La journée démarre tardivement par le business des invit, on a franchi un palier avec la nouveauté du jour, n'hésitant pas à changer le règlement en cours de route, l'administration du festival a décidé que les détenteurs de Pass cinéphiles ne peuvent plus entrer avec les invitations marron compatibles en principe avec tous les Pass, ils sont désormais considérés comme nuls pour l'entrée au Palais* et il faut donc trouver des invit bleus comme pour les spectateurs non accrédités... Sympa pour les cinéphiles, juridiquement contestable, le rêve cannois.. Donc, arrivée une bonne heure et demi avant la projection de "Kinatay" du réalisateur philippin Brillante Mendoza, que personnellement j'apprécie mais dont je sais qu'aussitôt entrés, les festivaliers vont sortir de la salle car ce n'est pas un cinéma qui les amuse, ça n'est pas si facile de repêcher un ticket bleu, au final, j'en ai deux mais je ne peux pas offrir le second, pourquoi? Parce que c'est ma monnaie d'échange pour un autre billet, une autre projection, je voulais "L'Armée du crime" de Guédiguian, je décroche "Agora" d'Aménabar, peplum fleuve de presque trois heures avec la magnifique Rachel Weisz, épouse de Darren Aronosky à la ville.. Qu'elle est belle en montant les marches avec l'équipe d'"Agora" à 22h30 dans son fourreau strict émeraude avec pochette et talons argentés, une diva naturelle, un cas très rare, certaines actrices minaudantes pourraient en prendre de la graine...
*(sauf aux séances de 15h/22h/minuit et seulement en attente pour l'accès de dernière minute)
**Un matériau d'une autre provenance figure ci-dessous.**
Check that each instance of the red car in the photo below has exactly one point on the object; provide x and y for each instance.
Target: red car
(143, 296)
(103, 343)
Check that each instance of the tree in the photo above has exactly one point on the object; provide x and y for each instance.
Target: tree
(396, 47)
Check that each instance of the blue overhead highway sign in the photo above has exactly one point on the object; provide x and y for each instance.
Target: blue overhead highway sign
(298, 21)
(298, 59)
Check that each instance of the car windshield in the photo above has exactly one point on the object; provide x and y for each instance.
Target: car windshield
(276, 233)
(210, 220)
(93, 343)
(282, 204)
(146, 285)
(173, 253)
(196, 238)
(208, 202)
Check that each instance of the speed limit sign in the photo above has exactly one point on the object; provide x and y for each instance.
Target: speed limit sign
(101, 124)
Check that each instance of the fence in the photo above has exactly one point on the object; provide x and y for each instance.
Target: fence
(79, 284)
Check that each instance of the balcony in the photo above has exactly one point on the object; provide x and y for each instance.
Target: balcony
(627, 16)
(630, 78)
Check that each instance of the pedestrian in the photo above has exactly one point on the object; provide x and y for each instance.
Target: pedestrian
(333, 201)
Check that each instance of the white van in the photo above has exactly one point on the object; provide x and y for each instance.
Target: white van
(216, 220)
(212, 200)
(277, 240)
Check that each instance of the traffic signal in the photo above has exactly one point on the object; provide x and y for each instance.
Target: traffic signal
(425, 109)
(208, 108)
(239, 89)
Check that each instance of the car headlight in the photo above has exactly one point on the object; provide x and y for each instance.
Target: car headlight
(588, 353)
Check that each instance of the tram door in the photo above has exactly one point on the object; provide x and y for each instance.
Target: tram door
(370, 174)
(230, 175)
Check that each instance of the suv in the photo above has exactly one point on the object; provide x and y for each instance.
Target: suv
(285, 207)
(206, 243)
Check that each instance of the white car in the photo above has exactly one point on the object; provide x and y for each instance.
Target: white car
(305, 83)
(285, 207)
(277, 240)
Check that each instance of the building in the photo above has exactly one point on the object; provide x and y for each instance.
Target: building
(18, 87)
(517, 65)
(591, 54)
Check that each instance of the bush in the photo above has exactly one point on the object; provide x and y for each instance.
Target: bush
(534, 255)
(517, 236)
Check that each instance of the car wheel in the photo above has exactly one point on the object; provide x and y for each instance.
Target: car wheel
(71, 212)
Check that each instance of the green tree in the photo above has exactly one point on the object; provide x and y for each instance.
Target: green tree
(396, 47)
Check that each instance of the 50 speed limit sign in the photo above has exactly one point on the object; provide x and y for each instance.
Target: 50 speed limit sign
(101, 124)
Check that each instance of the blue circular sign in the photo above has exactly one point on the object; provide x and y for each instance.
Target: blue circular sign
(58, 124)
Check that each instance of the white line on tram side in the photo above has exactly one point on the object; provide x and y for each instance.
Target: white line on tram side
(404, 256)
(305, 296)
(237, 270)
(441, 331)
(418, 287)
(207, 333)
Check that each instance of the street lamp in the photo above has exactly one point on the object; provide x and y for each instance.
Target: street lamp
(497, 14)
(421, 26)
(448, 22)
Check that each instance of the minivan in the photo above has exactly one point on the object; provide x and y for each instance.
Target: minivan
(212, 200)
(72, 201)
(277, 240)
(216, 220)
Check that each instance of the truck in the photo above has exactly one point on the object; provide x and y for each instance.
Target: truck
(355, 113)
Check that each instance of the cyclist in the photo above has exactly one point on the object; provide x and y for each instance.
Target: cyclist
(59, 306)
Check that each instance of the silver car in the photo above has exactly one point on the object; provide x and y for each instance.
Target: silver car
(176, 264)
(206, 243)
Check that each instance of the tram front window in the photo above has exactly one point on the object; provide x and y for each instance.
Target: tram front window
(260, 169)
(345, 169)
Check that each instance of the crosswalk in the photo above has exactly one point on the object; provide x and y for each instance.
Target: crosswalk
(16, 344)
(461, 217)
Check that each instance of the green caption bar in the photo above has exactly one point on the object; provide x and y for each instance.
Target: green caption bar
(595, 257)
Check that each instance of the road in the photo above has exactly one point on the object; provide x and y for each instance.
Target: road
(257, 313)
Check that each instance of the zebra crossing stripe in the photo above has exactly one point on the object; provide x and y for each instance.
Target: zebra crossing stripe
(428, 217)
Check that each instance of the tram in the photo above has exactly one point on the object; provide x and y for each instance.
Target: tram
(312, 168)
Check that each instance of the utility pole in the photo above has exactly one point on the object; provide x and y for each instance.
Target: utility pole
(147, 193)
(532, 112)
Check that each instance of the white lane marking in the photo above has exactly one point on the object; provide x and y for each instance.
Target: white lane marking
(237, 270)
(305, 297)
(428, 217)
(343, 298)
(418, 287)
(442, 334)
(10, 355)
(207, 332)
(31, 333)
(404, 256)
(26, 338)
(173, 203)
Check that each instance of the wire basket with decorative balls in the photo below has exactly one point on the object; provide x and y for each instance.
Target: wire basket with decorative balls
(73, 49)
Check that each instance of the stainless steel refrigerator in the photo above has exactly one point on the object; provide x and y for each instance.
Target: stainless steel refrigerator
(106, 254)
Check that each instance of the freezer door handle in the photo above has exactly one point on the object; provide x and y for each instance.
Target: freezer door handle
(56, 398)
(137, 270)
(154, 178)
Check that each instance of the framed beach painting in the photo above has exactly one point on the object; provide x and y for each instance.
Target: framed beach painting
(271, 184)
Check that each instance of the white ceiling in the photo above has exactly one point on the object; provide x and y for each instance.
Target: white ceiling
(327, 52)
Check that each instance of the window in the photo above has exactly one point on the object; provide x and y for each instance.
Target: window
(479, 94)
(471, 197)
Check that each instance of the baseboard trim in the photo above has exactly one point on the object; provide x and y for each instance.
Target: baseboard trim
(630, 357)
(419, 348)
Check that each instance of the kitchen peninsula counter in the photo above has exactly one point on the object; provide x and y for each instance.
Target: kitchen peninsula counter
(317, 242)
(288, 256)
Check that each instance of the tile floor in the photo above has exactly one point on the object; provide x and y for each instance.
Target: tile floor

Tony Leung sortant du Majestic
Dans l'intervalle, je suis tombé opinément sur une copine photographe qui me donne de l'énergie pour me remuer rien qu'à la voir faire et je lui ai emboité le pas pour faire quelques photos moi aussi... Devant le Majestic Barrière, la foule attendait son Johnny national dont elle ne se lasse pas malgré ses incartades... Un Johnny Hallyday ayant remplacé Alain Delon dans "Vengeance" de Johnnie To (sortie en salles le 20 mai), maître du polar Hong Kong, film en compétition qu'on présentait ce soir à 19h30. L'idée de génie du service d'ordre fut de faire sortir l'idole des jeunes par le dos de l'hôtel Majestic quand l'avant est beaucoup plus protégé, très en retrait, résultat, une émeute... Beaucoup plus cool, l'acteur chinois le plus connu du monde, le héros de "In the mood for love" et "Lust, caution", plus récemment, le craquant Tony Leung, ne fait pas tant d'histoires pour poser avant de monter dans sa limousine, avant lui, l'actrice Michele Yeoh signe des autographes. L'actrice française qui monte, Hafsia Herzi ("La Graine et le mulet"), charmante, un peu timide, donne une interview improvisée au site Comme au cinéma, elle préfère aller voir le film de Guédiguian à la même heure que "Vengeance" dans la salle du 60° anniversaire. Encore plus populaire que Johnny, le King Cantona est déjà arrivé au Majestic pour présenter demain "Looking for Eric" de Ken Loach qu'il a produit et dont il a eu l'idée de scénario, ça promet de l'ambiance quand il sortira de l'hôtel...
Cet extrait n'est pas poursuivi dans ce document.